Federal Reserve officials held benchmark U.S. interest rates steady at their first meeting of the year, saying that labor markets continue to strengthen amid "solid" economic activity. The meeting was Chair Janet Yellen's last before she turns over leadership of the Fed to Jerome Powell, President Donald Trump's appointee as her replacement.

The Fed raised rates three times in 2017, bringing the target to a range of 1.25% to 1.5%, from near zero before the central bank starting the current hiking cycle in late 2015.

Here are three takeaways from the Fed's statement Wednesday:

Neither Dovish Nor Hawkish

The statement did little to change expectations for the Fed's rate-hiking trajectory, Charlie Ripley, senior investment strategist at the money manager Allianz Investment Management, said in a phone interview. Allianz expects the Fed to raise its target rate three times this year, as it did before the statement's release. Based on market indicators, most traders and investors also expect three hikes in 2018, following three increases last year. 

The Standard & Poor's 500 Index of U.S. stocks was down 1.1% in New York trading after the announcement. Yields on 10-year U.S. Treasury bonds were up 0.01 percentage point to 2.73% on Wednesday.
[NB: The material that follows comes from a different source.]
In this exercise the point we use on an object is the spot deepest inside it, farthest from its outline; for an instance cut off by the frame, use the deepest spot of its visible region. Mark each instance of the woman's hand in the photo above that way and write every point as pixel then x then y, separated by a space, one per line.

"Overall it wasn't that exciting of an event," Ripley said. "Bonds haven't really moved that much as a result of the meeting." 

Economic Backdrop Remains "Solid"

Fed officials said in the statement that the labor market has continued to strengthen and that economic activity is rising at a "solid rate." What's more, the Fed noted that market-based measures of inflation expectations have increased in recent months, adding credence to the officials' views that the pace of price increases is rising toward the central bank's 2% target in the "medium term." 

"The Committee expects that economic conditions will evolve in a manner that will warrant further gradual increases in the federal funds rate," according to the statement. 

Unanimous Decision 

The decision to hold rates steady was unanimous at Yellen's final meeting. It remains to be seen how members will vote at the policy-making committee's next meeting, scheduled for March 20-21. At the December meeting, two of the committee's nine members -- Federal Reserve Bank of Minneapolis President Neel Kashkari and Federal Reserve Bank of Chicago President Charles Evans -- dissented on the decision to raise rates by a quarter-point. Both dissenters rotated off of the committee at the end of 2017. 

"It remains to be seen whether there will be any dissenters at the March meeting," Ripley said.